My coach finally said, “We say, ‘roll with it.’ You gotta roll with it when you miss, or don’t do it right.” He then told me that he noticed that about me from day one, that I keep stopping and that I don’t just roll with it. He continued to say that even professionals mess up and miss the jump, or make a poor judgement in the ring, but the point is that you need to keep going. Don’t get stuck on the mistake.
That blew my mind. Again, little does he know how what he was telling me, was being filtered—my brain was rapidly making the connections to how I behave in every other area of my life. I ponder, pontificate, process, and often dwell.
In some regards, I blame that on yoga. I love you, yoga, but it’s true. We are taught to flow, yes, but there is a lot of emphasis on getting to the root cause and processing. I will never stop doing all of that work—it’s in my cells—but this added element of “rolling with it” gives a whole new take on the ol’ letting go adage that we say so often in yoga.

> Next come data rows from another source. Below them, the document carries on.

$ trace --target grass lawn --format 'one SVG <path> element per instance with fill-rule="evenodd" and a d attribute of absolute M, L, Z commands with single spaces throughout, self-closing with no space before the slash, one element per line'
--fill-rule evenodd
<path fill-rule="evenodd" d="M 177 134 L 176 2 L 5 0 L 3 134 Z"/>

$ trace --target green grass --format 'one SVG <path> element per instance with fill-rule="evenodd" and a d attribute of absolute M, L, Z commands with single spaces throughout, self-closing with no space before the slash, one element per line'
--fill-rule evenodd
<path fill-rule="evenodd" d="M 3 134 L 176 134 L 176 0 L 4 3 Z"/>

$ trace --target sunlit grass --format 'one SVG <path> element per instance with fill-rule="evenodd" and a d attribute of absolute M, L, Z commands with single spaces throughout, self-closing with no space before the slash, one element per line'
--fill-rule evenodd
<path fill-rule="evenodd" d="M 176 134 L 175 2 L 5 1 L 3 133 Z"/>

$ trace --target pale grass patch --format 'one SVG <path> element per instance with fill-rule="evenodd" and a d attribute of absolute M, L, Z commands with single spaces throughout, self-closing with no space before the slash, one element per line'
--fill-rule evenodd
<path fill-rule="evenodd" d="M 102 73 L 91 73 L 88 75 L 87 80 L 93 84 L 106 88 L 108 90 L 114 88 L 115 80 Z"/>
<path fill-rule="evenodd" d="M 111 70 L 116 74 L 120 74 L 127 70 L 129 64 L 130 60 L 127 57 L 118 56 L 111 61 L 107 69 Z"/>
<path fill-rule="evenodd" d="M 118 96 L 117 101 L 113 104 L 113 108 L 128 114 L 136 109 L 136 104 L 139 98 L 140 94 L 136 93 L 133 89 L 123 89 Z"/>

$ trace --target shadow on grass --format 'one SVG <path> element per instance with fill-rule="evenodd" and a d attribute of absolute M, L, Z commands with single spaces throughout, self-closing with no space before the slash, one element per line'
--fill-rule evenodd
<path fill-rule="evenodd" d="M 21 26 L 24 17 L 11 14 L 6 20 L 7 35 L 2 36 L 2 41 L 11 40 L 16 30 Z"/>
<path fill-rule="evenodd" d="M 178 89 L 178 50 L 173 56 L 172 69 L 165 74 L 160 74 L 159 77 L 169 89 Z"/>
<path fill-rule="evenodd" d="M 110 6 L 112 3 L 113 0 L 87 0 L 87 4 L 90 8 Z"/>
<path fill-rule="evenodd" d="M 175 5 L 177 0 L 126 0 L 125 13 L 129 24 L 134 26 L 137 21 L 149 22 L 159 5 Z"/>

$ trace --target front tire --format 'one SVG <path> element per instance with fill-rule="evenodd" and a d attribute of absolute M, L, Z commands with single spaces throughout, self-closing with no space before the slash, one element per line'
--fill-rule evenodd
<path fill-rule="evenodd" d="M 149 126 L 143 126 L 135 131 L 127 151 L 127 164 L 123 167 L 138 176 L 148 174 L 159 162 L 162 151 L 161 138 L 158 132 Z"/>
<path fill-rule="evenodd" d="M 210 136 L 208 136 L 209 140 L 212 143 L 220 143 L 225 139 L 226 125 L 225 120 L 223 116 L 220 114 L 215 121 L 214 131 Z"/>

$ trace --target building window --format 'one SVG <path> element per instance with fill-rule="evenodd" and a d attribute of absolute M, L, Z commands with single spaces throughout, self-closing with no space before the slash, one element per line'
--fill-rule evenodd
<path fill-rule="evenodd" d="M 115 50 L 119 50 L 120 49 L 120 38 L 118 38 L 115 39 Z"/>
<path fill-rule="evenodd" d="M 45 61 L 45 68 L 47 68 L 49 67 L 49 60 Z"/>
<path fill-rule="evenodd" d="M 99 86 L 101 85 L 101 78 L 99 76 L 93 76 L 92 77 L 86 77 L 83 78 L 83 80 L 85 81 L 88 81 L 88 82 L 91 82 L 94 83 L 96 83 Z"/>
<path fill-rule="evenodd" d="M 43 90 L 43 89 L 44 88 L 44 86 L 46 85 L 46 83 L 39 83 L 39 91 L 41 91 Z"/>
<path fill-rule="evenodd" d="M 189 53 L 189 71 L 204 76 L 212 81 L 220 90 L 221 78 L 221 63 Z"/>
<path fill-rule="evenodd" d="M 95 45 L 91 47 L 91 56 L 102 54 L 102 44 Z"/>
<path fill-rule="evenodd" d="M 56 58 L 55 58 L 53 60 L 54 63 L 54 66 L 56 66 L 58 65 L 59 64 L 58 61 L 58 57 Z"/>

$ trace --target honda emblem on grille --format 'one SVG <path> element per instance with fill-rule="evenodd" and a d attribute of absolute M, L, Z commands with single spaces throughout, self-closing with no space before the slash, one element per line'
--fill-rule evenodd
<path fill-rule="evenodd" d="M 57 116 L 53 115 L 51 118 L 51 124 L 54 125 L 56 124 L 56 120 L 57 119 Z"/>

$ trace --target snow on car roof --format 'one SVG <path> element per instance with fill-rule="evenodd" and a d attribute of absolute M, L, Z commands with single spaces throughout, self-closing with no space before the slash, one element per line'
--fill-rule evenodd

Also, because we cannot show weakness in the ring, we have to roll with it or we’ll get punched!
3. Protect yourself.
Boxing is multidimensional. My kind, paternal-like Nigerian boxing coach constantly reminds me of this. Protect yourself!
In every session thus far, I am reminded that I keep myself wide-open. This is common, I realize, in boxing—that people will drop their hands and not protect their face. So, I am aware it’s a hurdle to overcome for most initially, but knowing that doesn’t take away my desire to analyze it.
Yoga taught me how to connect. I love yoga for that; we learn about ourselves. And then the philosophy and lifestyle is such that we practice self-compassion and forgiveness, so that we can extend that outward. We essentially understand the world better by understanding ourselves.
“An unexamined life is one not worth living.” ~ Socrates
What I did not learn in yoga was how to protect myself.
I came across a Bible verse a few years back (Psalm 4:23), which states, “Above all else, guard your heart, for everything you do flows from it.” When I read that, I had been going through a breakup with a guy with Narcissistic Personality Disorder, and soon after had similar revelations about my family of origin. Growing up in that environment can go in a variety of ways, but for me, I believe, it produced a lot of sensitivity and empathy, and also an unguarded heart.
The journey has been a long one, but I am doing the work. There is no other choice. This added knowledge on a physical level about boxing—how we are not to leave ourselves wide-open—has that deeper meaning for me. I get that we don’t want to get hit in the literal sense, but as we go through life, it’s also important that we protect ourselves from the evil that does exist. There are people who want to see us down for the count, people who will steal our joy, and not appreciate our goodness.
In the end, there are no victims in the ring of boxing or the ring of life.
In some ways, I like the balance of yoga and boxing. I can still give my energy and have compassion, but I will never let myself be wide-open to get hit. And if I do, which inevitably will happen (I’m human), I will roll with it.
And punch out my anger on the bag (while simultaneously getting a revenge body).